Elaborated studies by Milton Friedman, Karl Brunner, Allan Meltzer and many other economists (known as Monetarists) described already in the 1960s how and why the inflation rate follows the growth rate of money with a time lag (causal connection).
The evidence (charts above) shows that inflation is following the monetary wave from 2020/21, confirming Copernicus & the monetarists from the 20th century.
Excuse For Government Intervention
Apparently Weber/Wasner ignore history as much as they neglect basic economics. Instead the authors try to support their outdated thesis with an impressive amount of statistics & graphics. Germans call this Fleissarbeit (diligent piece of work). I suppose the statistics are just a red herring to distract from the biased ideological & anti-business approach of the paper.

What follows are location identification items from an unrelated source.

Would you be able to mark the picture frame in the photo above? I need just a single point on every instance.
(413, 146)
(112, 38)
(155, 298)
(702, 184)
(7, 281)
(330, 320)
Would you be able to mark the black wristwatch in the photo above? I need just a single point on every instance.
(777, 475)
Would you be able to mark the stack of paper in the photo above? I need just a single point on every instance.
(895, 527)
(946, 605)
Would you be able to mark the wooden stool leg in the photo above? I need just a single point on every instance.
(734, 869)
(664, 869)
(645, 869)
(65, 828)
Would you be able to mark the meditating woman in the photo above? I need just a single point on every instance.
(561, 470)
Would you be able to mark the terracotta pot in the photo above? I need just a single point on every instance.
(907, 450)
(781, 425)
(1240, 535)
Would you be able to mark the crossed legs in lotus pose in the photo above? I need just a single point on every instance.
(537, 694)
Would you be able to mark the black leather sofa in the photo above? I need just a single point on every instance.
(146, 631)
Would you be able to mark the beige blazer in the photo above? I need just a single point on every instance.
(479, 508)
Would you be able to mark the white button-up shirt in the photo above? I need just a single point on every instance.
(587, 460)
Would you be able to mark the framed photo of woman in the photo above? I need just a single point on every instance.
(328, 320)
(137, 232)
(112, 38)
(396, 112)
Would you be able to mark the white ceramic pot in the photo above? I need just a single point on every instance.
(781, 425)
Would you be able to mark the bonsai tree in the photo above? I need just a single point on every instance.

The references display an exposing list of Marxists and other left-wing authors, including Labor party advisor Nicolas Kaldor, Polish Marxian economist Michael Kalecki, central planning advocate A.P. Lerner, John Kenneth Galbraith & Paul Krugman. The authors ignored Milton Friedman and Brunner & Meltzer, the leading monetarists.
Unfortunately the paper can be used as an excuse for more government intervention & regulation and might support FTC chair Lina Khan`s crusade against free enterprise (driveby ). Maybe this is the purpose of the paper.